だとしたらこの体はスピカ本人のものである。
「わああああ!スピカさんごめんなさい!身体観察しちゃいましたあああああ!」
私は急いでお風呂に飛び込んだ。

「中身だけ入れ替わってしまったんならスピカさん困るだろうな。就職試験だったし…。あ、でも確かほわほわメイドちゃん…じゃなかった、アマリリスはスピカは料理できる的な感じで語ってたな。何かそういう面を生かして就職決まってたらそれこそ嬉しいんだけど」
ほおっと湯気に混じって息を吐く。
「スピカってどんな子なんだろ。そういえば女王様やアマリリスに冗談を言うなんて珍しいって言われたな。普段から真面目な子なのかな」
自分がスピカとなってしまった以上その答えは見れそうにない。私の疑問はどことなく消えていった。

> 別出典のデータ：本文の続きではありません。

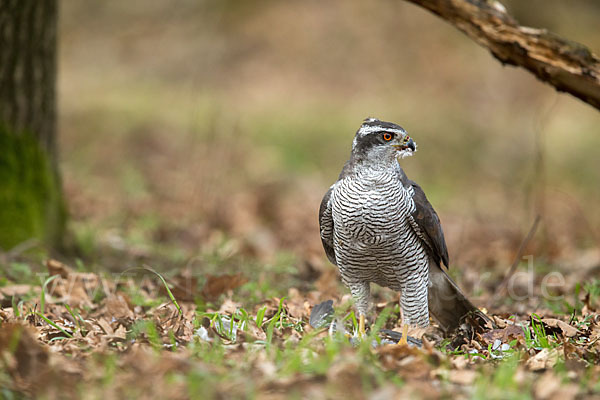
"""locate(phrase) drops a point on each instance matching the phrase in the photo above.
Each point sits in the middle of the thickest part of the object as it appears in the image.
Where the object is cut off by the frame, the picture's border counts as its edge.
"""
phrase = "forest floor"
(70, 333)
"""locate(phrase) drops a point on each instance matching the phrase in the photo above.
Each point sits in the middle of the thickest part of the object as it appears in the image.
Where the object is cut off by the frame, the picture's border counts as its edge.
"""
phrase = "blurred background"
(191, 130)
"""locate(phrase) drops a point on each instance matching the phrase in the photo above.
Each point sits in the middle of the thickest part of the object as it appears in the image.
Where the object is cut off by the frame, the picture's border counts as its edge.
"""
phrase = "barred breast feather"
(374, 240)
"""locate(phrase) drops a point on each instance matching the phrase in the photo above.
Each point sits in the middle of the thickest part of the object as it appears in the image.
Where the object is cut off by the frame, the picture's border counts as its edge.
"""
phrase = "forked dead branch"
(568, 66)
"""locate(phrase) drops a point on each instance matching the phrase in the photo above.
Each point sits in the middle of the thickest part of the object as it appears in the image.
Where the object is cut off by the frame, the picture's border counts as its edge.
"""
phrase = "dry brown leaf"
(57, 268)
(545, 359)
(505, 335)
(183, 286)
(546, 385)
(7, 292)
(462, 377)
(217, 285)
(567, 330)
(117, 307)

「あー!反省文とか全く書けない!何反省すればいいの?!私は私なりに精一杯やってたんだから!」
机に向かって約5分。私は早くもギブアップコールを鳴らしていた。
「こうなったら何を書いたらいいか誰かに考えてもらおう!アマリリスとか!」
んん、アマリリスってどこにいるんだろ。部屋はわかんないし、まだ仕事してたら多分鬼メイドが近くにいるだろうしな。
私は一番頼れそうなアマリリスを頼れないことに気づき、断念した。
いる場所もわかって頼れそうな人物は…もう一人いる!
私は作文用紙を手に部屋を出た。

「女王様、ちょっと困っていることがあって」
私は一番最初に見た大きな扉をノックしていた。頼る相手が女王様とは我ながらありえないと思うが優しそうな人として二番目に浮かんだのが女王様だったのだ。それに偉い人を味方にしておくのは大切なことだ。
しかしなぜかいつまでたっても返事が返ってこない。
「もしかして女王様の身に何か?!」
部屋の中で女王様が何者かに襲われて倒れているというシチュエーションが頭をよぎる。
「女王様!」
扉を勢い良く開けた瞬間、


着替え途中の女王様が衛兵を呼んだ。